Ronaldo, van Persie and their teammates from Portugal and the Netherlands will play in shirts containing nickel.
Host country Poland’s shirt should be banned outright from shops as it contains an organotin compound (used to prevent sweatodour) in higher doses than the legal limit. Organotin can be toxic to the nervous system.
Nonylphenol - which can disrupt the endocrine system and is banned from wastewater because of its harmful effect on the environment - was found in Spain and Italy shirts.
EU-wide consumer organisation BEUC wants the shirts banned, and Fine Gael MEP and former GAA president Sean Kelly says the manufacturers should change them immediately.
The head of BEUC, Monique Goyens, said fans could pay up to €90 for shirts, and the least they should expect is that they are safe.

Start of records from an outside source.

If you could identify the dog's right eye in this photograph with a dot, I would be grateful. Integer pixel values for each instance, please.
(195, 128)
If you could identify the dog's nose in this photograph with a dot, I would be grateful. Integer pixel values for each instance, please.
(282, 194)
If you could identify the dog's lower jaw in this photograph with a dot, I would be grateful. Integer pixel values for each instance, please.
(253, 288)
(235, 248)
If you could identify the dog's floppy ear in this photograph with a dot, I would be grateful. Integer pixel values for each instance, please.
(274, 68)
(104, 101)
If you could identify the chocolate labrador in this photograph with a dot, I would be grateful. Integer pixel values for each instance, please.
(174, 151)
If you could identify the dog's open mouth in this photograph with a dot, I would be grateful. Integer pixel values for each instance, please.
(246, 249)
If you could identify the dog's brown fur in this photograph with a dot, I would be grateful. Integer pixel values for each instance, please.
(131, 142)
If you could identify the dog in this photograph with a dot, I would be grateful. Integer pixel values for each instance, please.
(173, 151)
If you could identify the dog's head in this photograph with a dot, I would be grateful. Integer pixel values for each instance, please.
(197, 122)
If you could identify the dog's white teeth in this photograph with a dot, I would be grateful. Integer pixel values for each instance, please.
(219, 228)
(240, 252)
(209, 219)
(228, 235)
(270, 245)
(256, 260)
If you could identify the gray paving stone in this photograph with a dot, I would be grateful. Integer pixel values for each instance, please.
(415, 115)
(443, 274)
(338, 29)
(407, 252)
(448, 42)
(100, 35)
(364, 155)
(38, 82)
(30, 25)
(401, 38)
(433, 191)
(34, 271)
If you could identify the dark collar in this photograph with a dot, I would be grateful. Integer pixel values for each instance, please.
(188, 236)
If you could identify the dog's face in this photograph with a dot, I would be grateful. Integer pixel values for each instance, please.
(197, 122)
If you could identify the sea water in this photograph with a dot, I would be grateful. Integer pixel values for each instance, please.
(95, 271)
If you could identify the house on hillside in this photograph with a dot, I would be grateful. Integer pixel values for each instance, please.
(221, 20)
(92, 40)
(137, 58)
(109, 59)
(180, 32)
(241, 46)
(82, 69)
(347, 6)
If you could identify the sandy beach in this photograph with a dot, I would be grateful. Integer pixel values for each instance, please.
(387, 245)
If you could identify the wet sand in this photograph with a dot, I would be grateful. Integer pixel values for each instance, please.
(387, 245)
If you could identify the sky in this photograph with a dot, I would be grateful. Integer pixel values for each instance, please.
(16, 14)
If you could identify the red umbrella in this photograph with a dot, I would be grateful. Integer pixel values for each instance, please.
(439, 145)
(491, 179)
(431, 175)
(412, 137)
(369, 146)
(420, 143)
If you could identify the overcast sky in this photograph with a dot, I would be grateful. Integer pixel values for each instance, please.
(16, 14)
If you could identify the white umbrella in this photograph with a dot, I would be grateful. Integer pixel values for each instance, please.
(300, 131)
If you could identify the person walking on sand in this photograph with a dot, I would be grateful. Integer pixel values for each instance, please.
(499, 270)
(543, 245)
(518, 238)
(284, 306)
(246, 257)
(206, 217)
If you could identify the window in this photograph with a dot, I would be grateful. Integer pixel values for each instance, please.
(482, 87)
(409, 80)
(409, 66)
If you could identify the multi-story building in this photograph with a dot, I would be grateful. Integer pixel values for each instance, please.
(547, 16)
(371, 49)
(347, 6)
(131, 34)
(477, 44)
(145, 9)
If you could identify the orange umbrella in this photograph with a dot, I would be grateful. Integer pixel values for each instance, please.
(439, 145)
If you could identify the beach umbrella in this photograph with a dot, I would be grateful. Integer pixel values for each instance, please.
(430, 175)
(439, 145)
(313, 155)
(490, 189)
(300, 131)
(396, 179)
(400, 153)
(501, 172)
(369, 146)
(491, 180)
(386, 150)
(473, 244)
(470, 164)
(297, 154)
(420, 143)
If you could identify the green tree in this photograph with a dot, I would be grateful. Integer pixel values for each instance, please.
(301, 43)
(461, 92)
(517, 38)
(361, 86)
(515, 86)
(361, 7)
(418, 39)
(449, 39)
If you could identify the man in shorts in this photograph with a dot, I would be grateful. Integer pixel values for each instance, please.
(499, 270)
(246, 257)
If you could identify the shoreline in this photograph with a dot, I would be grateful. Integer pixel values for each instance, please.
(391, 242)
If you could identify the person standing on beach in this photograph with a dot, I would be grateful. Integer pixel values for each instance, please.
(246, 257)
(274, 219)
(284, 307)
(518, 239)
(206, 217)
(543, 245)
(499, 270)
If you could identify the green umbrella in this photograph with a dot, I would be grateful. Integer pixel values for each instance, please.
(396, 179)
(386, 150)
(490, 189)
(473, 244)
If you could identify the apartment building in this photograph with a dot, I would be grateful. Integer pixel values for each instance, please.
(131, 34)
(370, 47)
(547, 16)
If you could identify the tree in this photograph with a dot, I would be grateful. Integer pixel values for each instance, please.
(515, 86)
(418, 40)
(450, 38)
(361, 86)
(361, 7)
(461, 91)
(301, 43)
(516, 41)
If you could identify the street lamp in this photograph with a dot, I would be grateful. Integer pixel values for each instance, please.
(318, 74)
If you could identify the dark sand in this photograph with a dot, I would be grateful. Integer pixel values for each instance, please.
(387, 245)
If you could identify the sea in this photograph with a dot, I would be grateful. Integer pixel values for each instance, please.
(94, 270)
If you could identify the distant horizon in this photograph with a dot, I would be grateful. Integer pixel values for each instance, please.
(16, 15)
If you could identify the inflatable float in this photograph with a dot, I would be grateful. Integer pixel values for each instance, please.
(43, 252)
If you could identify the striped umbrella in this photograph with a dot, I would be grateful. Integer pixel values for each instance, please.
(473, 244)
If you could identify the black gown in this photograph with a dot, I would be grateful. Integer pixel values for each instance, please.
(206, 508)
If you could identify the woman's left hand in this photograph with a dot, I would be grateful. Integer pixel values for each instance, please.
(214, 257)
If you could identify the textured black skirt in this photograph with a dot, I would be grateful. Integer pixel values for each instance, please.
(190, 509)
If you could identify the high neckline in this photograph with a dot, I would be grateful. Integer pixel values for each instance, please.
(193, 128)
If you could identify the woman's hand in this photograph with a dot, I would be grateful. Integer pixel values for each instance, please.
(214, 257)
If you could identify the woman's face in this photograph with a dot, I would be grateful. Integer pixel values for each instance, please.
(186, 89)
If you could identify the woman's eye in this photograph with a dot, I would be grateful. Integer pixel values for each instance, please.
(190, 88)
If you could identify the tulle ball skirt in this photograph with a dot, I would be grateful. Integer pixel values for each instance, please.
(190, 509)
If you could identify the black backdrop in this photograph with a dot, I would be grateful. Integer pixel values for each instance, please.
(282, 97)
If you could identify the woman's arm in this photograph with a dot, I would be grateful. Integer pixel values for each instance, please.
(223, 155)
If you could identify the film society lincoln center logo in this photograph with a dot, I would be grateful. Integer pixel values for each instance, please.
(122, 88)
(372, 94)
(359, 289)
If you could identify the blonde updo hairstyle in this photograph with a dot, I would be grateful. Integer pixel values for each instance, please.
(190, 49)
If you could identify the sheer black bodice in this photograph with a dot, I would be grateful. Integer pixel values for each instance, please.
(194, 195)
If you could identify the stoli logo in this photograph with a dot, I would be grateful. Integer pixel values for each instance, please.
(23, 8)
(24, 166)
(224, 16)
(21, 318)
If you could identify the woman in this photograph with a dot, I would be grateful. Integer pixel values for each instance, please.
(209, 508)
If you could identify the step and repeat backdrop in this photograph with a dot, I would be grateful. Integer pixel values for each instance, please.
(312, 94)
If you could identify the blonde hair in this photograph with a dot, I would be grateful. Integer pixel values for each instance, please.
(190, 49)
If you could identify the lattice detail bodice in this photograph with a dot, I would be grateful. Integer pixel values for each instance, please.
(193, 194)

She said it proved that the current legislation, known as Reach, was not fit for purpose, especially to evaluate the dangerous cocktail effect of chemicals in kits.
“It is inexplicable that heavy metals are used in mass consumer products,” said Ms Goyens.
“It is clearly foul play by manufacturers to use substances harmful to both people and the environment.”
Mr Kelly said the sports clothing manufacturers must take decisive action to reduce the presence of these harmful substances in their sports gear.
“It is not fair to parents and children to expose them to this threat.”
He urged manufacturers and the European Commission to take urgent action to reduce the threat of harmful exposure to dangerous chemicals in sportswear.
BEUC said sportswear should be washed before wearing. If the wearer suffers irritation they should remove the garment and, if necessary, see their doctor. Governments, which are responsible for enforcing the Reach legislation, must take more action, it said.